Recent studies have established the functional and molecular presence of a high-affinity peptide transporter, PEPT2, in whole tissue rat choroid plexus. However, the precise membrane location and directionality of PEPT2-mediated transport is uncertain at present. In this study, we examined the transport kinetics of a model dipeptide, glycylsarcosine (GlySar), along with the protein expression of PEPT2 using primary cell cultures of choroidal epithelium from neonatal rats. GlySar accumulation and transepithelial transport were 3 to 4 times higher when introduced from the apical as opposed to the basal side of the monolayers. GlySar apical uptake was also stimulated by an inwardly directed proton gradient. The uptake of GlySar was inhibited by di/tripeptides, carnosine, and alpha-amino cephalosporins but was unaffected by amino acids, cephalosporins lacking an alpha-amino group, and organic anions and cations. The Michaelis constant (K(m)) of GlySar was 59.6 microM for apical uptake and 1.4 mM for basal uptake; this is consistent with the high-affinity properties of PEPT2 at the apical membrane. Immunoblot analyses and immunofluorescent confocal microscopy demonstrated the presence of PEPT2, but not PEPT1, in rat choroid plexus epithelial cells. Moreover, PEPT2 was present in the apical and subapical regions of the cell but was absent in the basolateral membrane. These findings demonstrate, for the first time, that PEPT2 protein is present at the apical membrane of choroidal epithelial cells and that it is functionally active at this membrane surface. The results suggest that PEPT2 may have a role in the efflux of peptides and/or mimetics from cerebrospinal fluid to the blood.

Carnosine uptake in rat choroid plexus primary cell cultures and choroid plexus whole tissue from PEPT2 null mice.

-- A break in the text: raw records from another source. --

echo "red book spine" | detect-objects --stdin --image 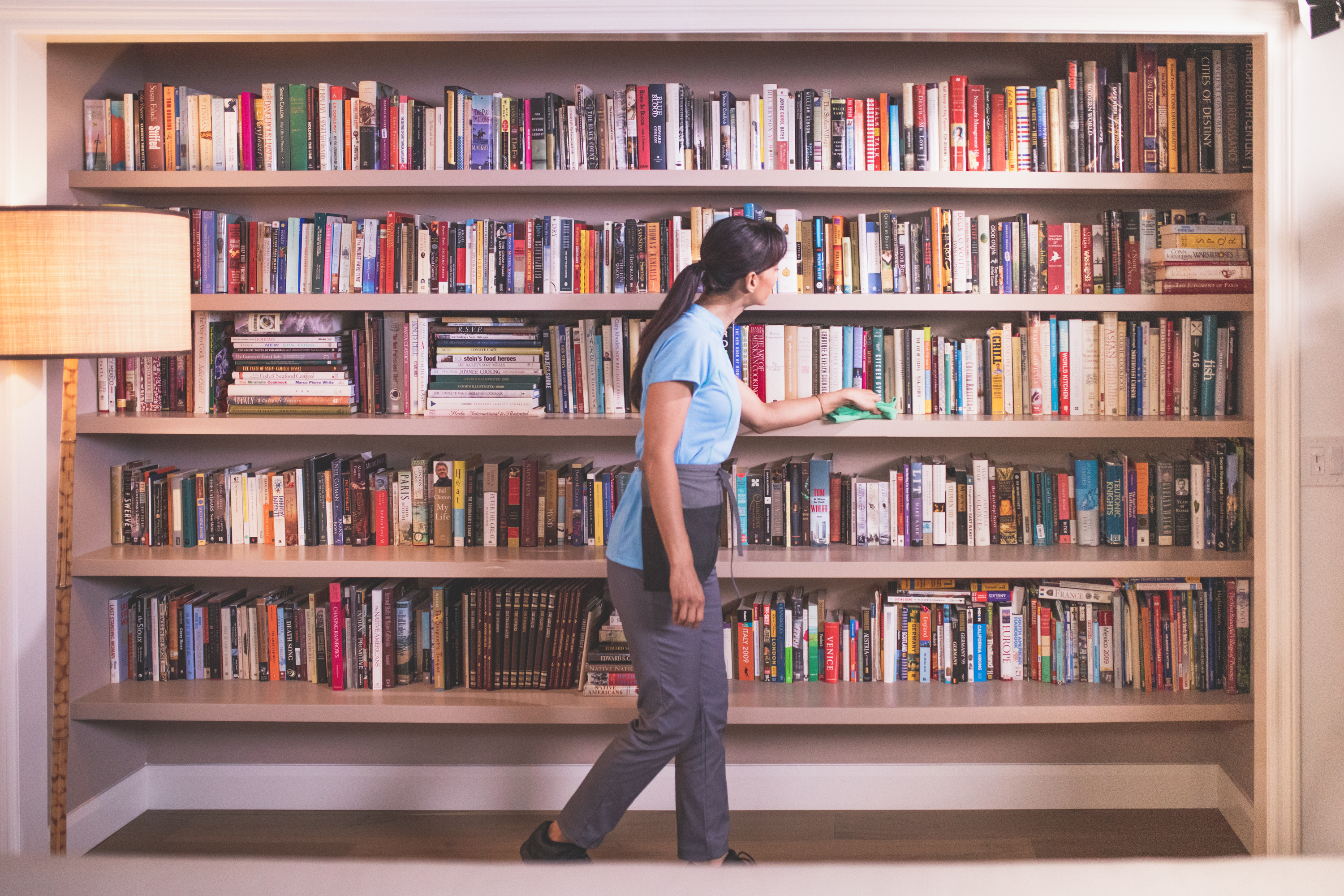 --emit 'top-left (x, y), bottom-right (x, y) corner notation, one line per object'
(634, 85), (649, 171)
(1046, 224), (1064, 296)
(238, 91), (257, 171)
(374, 489), (388, 548)
(521, 220), (536, 293)
(1059, 338), (1073, 417)
(1161, 319), (1177, 417)
(747, 324), (765, 402)
(508, 467), (523, 548)
(863, 99), (882, 171)
(953, 85), (988, 171)
(191, 208), (202, 293)
(141, 82), (165, 171)
(519, 458), (536, 548)
(821, 622), (840, 684)
(1157, 280), (1254, 296)
(948, 75), (966, 171)
(327, 582), (345, 690)
(1125, 71), (1140, 171)
(1055, 473), (1074, 544)
(910, 85), (933, 171)
(989, 90), (1008, 171)
(1138, 44), (1157, 173)
(243, 220), (261, 293)
(228, 220), (246, 293)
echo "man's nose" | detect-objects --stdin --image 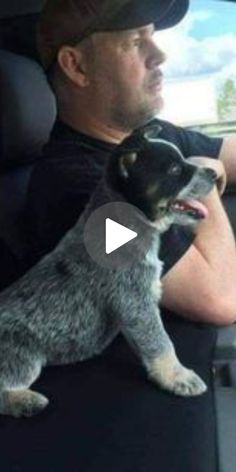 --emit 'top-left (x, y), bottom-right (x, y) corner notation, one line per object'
(146, 40), (166, 69)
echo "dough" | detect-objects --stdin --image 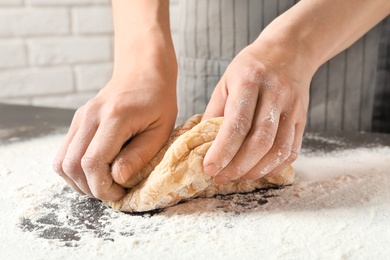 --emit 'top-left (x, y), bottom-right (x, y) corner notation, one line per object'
(107, 115), (294, 212)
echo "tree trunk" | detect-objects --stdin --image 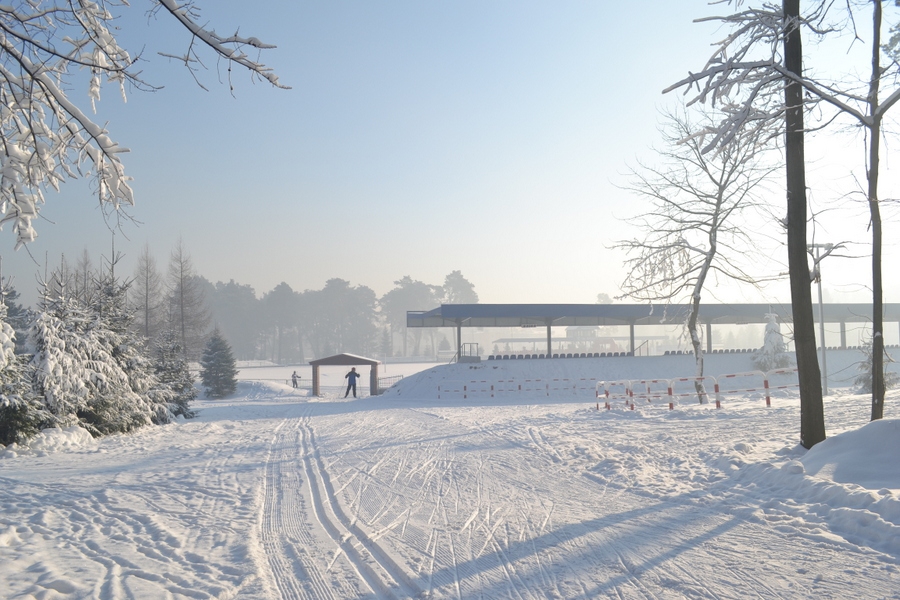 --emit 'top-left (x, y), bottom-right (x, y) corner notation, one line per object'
(783, 0), (825, 448)
(867, 0), (884, 421)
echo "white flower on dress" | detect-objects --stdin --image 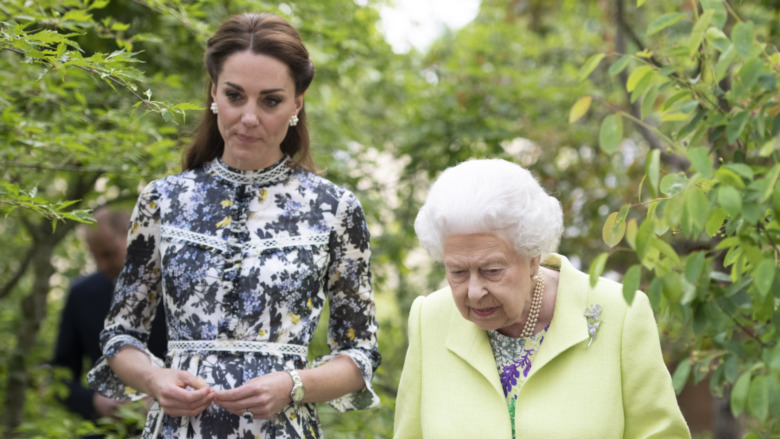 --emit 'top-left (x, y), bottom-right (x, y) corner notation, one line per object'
(585, 304), (601, 348)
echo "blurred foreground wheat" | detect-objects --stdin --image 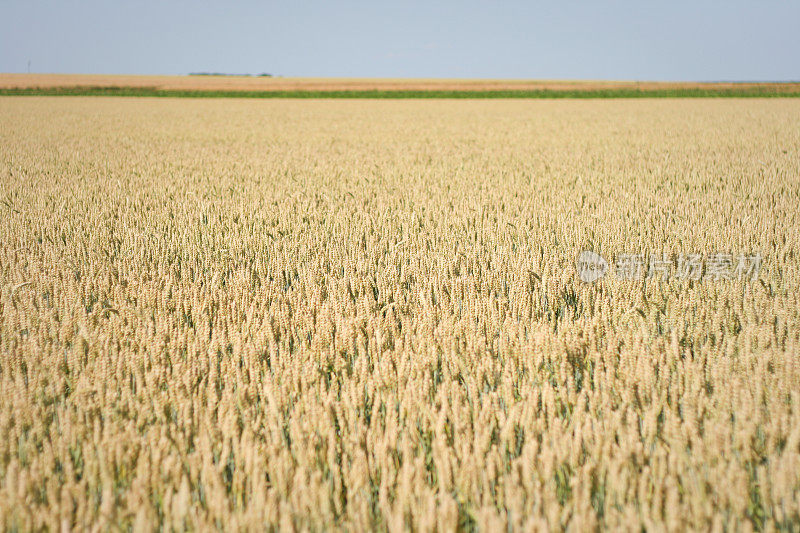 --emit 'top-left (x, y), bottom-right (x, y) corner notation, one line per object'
(0, 98), (800, 531)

PEPT2 is functionally active and localized to the apical membrane of rat choroid plexus epithelial cells. However, little is known about the transport mechanisms of endogenous neuropeptides in choroid plexus, and the role of PEPT2 in this process. In the present study, we examined the uptake kinetics of carnosine in rat choroid plexus primary cell cultures and choroid plexus whole tissue from wild-type (PEPT2(+/+)) and null (PEPT2(-/-)) mice. Our results indicate that carnosine is preferentially taken up from the apical as opposed to basolateral membrane of cell monolayers, and that basolateral efflux in limited. Transepithelial flux of carnosine was not distinguishable from that of paracellular diffusion. The apical uptake of carnosine was characterized by a high affinity (K(m) = 34 microM), low capacity (V(max) = 73 pmol/mg protein/min) process, consistent with that of PEPT2. The non-saturable component was small (K(d) = 0.063 microL/mg protein/min) and, under linear conditions, was only 3% of the total uptake. Studies in transgenic mice clearly demonstrated that PEPT2 was responsible for over 90% of carnosine's uptake in choroid plexus whole tissue. These findings elucidate the unique role of PEPT2 in regulating neuropeptide homeostasis at the blood-cerebrospinal fluid interface.